テニスと卓球
そしてそれからは坂藤くんの言葉に騙されないように気をつけた。
まあそういうスルーする系は得意だけど、ボールはスルーしたらポイントを取られるので大変だ。
頑張ってなんとか互角なポイントになっているが、僕が決めることも相手がミスって運良く取ってるということもなく、なんかたまたま振り遅れていいところに打ってしまったとか、そんな感じなのが多い。
「運いいねー、君」
そう坂藤くんに言われてしまっても、正直今んところそうですね……という返ししかできなそう。
でも、振り遅れつつもなんとか体勢を崩さないのは、球拾いと壁打ちで、腰を落としての移動を鍛えたからか。いやもっとそれよりもさらに、羽菜とたくさん練習したし、細かい動作のアドバイスは、合宿でたくさん美留先輩から教わった。
だからこれは……運だけではない。
よし、自信つけていこう。
「たくと! 集中して決めてこ!」
「おっけ」
大丈夫だ。次はそろそろ、羽菜以外には誰にも打ってない、羽菜がいいって言ってくれたサーブを打つ。
振りの由来は卓球ではない。
テニスのフォアボレーである。
ラケットをずらす時と合わせて勢いよく足を踏み込むが、その時に横回転も同時にかけて、そして低い弾道で球を送る。

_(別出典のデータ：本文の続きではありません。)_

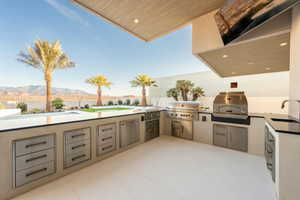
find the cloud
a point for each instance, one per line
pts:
(67, 12)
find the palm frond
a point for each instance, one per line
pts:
(46, 56)
(99, 81)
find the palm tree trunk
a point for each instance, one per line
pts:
(99, 97)
(48, 79)
(144, 100)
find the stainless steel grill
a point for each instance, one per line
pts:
(231, 105)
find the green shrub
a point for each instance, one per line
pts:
(120, 102)
(22, 106)
(2, 106)
(58, 103)
(136, 102)
(36, 110)
(128, 102)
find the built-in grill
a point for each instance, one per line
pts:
(231, 107)
(182, 116)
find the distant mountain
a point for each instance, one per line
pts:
(39, 90)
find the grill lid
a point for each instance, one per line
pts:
(231, 105)
(185, 105)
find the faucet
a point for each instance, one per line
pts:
(285, 101)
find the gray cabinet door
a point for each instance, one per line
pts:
(238, 138)
(220, 136)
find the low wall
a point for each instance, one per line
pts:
(9, 112)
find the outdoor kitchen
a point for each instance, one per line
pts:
(228, 130)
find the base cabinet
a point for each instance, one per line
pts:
(203, 129)
(77, 146)
(106, 139)
(230, 137)
(34, 158)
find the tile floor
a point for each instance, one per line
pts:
(165, 168)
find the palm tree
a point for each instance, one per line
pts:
(48, 58)
(184, 86)
(143, 81)
(173, 92)
(99, 81)
(197, 92)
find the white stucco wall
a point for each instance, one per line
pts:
(265, 92)
(295, 63)
(9, 112)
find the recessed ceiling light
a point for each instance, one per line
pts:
(225, 56)
(283, 44)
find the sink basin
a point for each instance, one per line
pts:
(284, 120)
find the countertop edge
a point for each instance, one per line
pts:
(67, 122)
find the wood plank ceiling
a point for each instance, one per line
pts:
(155, 17)
(266, 55)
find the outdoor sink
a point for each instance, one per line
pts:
(284, 120)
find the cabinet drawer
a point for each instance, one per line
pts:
(106, 140)
(76, 158)
(34, 159)
(77, 135)
(76, 147)
(220, 135)
(34, 173)
(106, 148)
(107, 130)
(35, 144)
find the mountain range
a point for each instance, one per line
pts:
(39, 90)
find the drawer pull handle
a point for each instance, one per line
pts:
(78, 157)
(107, 129)
(36, 158)
(79, 135)
(108, 147)
(78, 146)
(107, 138)
(36, 172)
(36, 144)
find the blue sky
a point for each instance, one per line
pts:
(96, 46)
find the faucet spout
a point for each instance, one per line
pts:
(283, 103)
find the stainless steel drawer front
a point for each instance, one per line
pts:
(76, 147)
(107, 148)
(32, 145)
(77, 135)
(34, 159)
(77, 158)
(107, 130)
(105, 140)
(34, 173)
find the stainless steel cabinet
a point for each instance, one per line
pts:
(77, 146)
(238, 138)
(182, 129)
(129, 132)
(232, 137)
(34, 158)
(220, 137)
(106, 138)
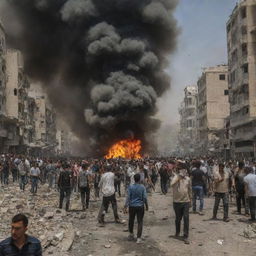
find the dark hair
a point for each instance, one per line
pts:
(197, 164)
(248, 170)
(137, 177)
(221, 165)
(241, 165)
(20, 217)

このタイプのサーブは、なかなか返したことないだろうな。
うまく打てた僕はそう思った。
坂藤くんはどう返そうとするか。なんて言ってくるのか。これは運ではないぞ。
よし、返せなかった。
僕のポイントだし、相手が慣れるまでどんどんこれでポイントとってこ。
僕はそう喜び、羽菜も
「ナイスサーブ!」
と声を出してくれた。とても元気な声だけど、悔しさは残りまくってると思う。だけど、僕は……勝って。そして羽菜……うん勝つぞマジで。
だって小学生の頃テニスが一緒に下手クソだった羽菜と努力したんだ。
テニスでも卓球でも一回も勝ったことがない僕だって、努力してきたことをちゃんと描きだすことはできるぞ。
そう思って次のサーブも決めようと思っていた時、坂藤くんが言った。
「テニスやってたのかな。フォアボレーを改造したフォームだよなそれ」
「え?」
坂藤くんもテニスをやってたことがあるのか。
わからないけどそうなのか? でもフォアボレーくらい、レジャーでテニスやったことある人でもやるか。
まあそれはいいや今試合中だし。
僕は、次のサーブだ、と切り替えて、そしてそれからトスを低めにあげた。